Ken Buck and talk radio go together like peanut butter and jelly. And just about anytime the conservative Republican U.S. rep from Colorado’s 4th Congressional District turns up on the airwaves, it’s also likely to turn up on the radar of left-ish media watchdog and political blogger Jason Salzman.

That’s how we learned of a shot Buck took at the U.S. Chamber of Commerce — theoretically, a redoubt of pro-business Republicans like the congressman — in an interview on Denver’s KNUS 710-AM radio the other day. Salzman, writing for Colorado Pols about “(t)he schism between business groups and some members of the Republican Party in Colorado,” recaps Buck’s on-air remarks while he was promoting his new book, “Drain the Swamp,” to radio host Chuck Bonniwell:

“They are one of the big problems in Washington DC,” replied Buck. “They affirmatively go after conservatives. Tim Huelskamp lost his seat in the western district of Kansas because of the U.S. Chamber targeting Tim as a conservative, and defeating him.
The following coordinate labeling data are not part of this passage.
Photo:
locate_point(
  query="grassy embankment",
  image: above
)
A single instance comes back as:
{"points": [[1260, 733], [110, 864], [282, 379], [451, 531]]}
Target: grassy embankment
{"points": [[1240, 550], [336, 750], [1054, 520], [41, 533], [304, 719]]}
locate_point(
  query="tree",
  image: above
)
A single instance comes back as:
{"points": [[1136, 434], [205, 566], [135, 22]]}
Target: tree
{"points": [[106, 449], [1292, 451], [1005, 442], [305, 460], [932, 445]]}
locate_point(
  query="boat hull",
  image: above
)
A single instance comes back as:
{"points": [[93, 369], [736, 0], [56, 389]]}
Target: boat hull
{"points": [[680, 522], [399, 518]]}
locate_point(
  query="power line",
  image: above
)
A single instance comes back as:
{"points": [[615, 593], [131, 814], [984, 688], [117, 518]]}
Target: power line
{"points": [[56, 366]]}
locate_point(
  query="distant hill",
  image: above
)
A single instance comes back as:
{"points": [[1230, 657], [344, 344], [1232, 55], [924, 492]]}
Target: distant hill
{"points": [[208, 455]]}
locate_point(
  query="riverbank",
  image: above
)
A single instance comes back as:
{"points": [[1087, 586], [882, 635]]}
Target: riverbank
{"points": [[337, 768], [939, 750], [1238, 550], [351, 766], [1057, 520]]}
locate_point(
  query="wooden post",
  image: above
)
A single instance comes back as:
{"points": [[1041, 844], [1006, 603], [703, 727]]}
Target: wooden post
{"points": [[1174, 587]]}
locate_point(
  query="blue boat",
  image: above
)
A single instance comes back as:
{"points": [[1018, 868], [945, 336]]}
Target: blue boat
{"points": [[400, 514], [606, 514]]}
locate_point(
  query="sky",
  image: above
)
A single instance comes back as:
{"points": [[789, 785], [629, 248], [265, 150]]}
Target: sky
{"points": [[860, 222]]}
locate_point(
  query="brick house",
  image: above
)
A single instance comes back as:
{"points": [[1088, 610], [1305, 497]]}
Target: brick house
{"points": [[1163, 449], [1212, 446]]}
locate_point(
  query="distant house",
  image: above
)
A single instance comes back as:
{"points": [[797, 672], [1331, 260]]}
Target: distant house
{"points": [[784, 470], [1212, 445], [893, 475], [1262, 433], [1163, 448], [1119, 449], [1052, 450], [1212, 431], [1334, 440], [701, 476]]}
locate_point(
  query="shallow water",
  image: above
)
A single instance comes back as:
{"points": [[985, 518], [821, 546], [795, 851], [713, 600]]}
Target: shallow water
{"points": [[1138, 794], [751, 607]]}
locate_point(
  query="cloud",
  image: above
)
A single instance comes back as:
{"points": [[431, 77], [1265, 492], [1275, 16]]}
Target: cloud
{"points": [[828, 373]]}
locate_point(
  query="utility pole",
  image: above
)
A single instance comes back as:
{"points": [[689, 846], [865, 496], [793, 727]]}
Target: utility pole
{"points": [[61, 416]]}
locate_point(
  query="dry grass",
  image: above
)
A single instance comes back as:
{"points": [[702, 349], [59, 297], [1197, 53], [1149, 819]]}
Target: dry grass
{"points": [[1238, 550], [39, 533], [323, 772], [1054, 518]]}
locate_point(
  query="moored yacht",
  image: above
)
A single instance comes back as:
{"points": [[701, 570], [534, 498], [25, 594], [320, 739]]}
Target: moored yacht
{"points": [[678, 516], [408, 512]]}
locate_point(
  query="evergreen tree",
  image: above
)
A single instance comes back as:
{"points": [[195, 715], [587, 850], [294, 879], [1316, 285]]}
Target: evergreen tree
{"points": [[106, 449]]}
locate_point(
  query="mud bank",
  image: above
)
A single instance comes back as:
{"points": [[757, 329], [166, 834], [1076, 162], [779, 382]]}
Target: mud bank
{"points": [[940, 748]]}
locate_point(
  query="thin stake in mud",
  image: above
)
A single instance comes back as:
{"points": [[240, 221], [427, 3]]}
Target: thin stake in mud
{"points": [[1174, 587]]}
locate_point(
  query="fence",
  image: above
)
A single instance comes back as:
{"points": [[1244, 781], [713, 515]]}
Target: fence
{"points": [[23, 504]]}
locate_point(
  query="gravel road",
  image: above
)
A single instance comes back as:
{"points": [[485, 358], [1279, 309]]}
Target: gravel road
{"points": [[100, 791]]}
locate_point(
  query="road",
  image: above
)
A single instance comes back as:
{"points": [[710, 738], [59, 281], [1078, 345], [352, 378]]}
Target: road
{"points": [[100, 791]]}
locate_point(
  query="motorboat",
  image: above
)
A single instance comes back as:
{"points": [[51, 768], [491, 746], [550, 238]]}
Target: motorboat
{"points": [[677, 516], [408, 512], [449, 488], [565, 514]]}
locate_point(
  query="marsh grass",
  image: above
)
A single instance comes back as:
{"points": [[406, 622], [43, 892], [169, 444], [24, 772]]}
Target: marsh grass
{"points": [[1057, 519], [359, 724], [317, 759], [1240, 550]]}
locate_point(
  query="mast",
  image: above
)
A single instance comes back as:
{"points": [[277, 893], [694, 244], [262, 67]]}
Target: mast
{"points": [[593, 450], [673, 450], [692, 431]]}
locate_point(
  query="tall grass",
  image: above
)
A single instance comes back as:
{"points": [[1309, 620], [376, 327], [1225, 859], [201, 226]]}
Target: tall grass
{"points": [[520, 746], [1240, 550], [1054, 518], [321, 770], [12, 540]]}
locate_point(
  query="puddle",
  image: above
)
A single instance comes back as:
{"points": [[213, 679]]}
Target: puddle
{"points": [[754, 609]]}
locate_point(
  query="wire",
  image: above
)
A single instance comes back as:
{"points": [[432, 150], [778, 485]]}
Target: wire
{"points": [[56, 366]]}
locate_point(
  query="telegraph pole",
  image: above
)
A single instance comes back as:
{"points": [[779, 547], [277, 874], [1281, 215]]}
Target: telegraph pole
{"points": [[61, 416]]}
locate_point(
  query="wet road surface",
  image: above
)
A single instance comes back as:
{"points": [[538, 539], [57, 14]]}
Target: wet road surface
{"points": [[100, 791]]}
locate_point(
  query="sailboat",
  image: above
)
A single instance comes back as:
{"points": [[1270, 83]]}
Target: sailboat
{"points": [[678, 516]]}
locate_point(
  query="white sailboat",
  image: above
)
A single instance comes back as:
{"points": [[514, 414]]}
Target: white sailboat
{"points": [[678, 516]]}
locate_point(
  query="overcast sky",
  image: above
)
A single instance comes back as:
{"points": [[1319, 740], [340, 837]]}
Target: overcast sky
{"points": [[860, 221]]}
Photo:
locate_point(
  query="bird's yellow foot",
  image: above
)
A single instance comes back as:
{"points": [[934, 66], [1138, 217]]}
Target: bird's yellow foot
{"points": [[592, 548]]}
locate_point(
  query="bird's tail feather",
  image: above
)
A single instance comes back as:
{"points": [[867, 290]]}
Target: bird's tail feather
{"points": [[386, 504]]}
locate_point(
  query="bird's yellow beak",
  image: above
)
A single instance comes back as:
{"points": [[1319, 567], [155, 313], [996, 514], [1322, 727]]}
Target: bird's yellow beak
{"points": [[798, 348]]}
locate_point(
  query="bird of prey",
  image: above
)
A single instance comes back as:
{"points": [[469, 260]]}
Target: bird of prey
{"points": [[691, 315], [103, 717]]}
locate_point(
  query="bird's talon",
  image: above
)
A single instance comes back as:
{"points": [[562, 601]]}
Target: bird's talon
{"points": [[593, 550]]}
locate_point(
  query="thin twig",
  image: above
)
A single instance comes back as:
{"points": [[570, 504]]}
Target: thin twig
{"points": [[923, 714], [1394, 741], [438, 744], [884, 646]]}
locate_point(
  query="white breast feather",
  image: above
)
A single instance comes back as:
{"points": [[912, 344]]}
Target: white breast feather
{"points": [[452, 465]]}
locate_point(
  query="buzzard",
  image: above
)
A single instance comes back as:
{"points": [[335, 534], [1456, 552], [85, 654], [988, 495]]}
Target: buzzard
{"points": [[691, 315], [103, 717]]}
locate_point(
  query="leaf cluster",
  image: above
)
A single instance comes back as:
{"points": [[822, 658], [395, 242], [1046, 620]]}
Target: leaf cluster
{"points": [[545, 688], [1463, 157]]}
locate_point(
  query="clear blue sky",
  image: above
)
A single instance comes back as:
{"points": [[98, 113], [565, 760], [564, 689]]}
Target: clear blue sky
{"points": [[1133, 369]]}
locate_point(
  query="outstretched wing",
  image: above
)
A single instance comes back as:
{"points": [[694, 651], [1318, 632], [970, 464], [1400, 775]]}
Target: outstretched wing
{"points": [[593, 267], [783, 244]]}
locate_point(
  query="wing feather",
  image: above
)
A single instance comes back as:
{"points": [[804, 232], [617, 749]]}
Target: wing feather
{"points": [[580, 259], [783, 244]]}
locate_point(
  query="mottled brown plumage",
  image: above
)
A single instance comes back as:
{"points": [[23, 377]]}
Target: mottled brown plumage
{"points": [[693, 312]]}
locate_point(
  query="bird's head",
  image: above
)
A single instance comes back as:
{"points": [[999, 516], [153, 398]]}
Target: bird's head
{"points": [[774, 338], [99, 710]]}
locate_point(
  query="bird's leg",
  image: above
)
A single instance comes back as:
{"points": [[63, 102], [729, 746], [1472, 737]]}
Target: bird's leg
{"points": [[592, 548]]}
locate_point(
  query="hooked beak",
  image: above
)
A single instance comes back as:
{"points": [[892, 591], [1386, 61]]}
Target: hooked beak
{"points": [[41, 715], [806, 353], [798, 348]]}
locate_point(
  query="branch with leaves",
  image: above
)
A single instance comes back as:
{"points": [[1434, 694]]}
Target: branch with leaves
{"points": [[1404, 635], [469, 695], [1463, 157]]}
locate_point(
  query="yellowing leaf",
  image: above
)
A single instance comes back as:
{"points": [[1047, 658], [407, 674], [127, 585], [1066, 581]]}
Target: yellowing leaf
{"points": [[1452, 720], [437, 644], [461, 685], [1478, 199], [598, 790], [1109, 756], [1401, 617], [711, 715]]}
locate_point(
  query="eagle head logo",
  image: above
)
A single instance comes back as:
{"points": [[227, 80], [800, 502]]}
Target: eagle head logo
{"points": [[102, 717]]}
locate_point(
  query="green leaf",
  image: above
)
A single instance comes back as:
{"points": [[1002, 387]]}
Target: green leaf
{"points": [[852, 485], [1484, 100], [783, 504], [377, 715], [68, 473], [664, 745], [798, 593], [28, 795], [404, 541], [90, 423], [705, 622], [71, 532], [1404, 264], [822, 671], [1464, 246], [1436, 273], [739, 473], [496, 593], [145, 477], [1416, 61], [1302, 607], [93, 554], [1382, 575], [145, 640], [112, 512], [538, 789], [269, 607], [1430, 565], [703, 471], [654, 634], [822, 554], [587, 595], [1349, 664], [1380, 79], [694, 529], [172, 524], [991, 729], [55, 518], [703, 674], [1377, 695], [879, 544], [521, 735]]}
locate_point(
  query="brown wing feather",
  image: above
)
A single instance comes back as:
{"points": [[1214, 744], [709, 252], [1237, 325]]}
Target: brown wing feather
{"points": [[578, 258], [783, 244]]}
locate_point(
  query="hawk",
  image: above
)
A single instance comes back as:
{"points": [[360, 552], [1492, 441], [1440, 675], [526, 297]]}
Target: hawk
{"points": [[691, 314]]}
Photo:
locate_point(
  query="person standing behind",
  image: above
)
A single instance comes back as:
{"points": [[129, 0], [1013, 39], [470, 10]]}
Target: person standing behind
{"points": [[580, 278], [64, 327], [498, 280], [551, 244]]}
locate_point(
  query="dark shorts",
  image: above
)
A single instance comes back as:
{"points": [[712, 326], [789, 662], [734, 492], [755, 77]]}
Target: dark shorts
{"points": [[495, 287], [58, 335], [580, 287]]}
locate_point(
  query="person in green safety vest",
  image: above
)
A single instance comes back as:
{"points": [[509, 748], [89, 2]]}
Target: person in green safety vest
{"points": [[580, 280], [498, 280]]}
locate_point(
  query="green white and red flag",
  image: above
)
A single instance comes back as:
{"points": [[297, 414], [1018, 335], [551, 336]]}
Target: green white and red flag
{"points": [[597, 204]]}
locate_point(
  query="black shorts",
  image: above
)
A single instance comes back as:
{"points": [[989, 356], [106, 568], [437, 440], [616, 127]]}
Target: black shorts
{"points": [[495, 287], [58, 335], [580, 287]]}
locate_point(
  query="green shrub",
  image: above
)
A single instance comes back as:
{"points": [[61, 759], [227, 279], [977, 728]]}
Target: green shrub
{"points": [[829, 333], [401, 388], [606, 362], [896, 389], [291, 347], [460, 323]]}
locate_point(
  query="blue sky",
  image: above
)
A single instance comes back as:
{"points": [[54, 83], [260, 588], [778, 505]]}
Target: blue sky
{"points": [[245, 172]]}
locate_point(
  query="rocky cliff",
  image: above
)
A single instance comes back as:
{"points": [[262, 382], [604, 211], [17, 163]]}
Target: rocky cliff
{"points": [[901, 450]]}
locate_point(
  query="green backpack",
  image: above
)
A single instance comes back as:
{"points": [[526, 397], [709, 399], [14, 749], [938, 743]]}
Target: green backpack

They play, and they play very hard. We have some groups on the right, like Club for Growth, that also target folks. But, you know, the Chamber is a corporate cronyist organization that promotes corporate interests at the expense of conservative values. There are a lot of stories to tell about the swamp, and if I didn’t mention the Chamber, they certainly deserve to be mentioned.”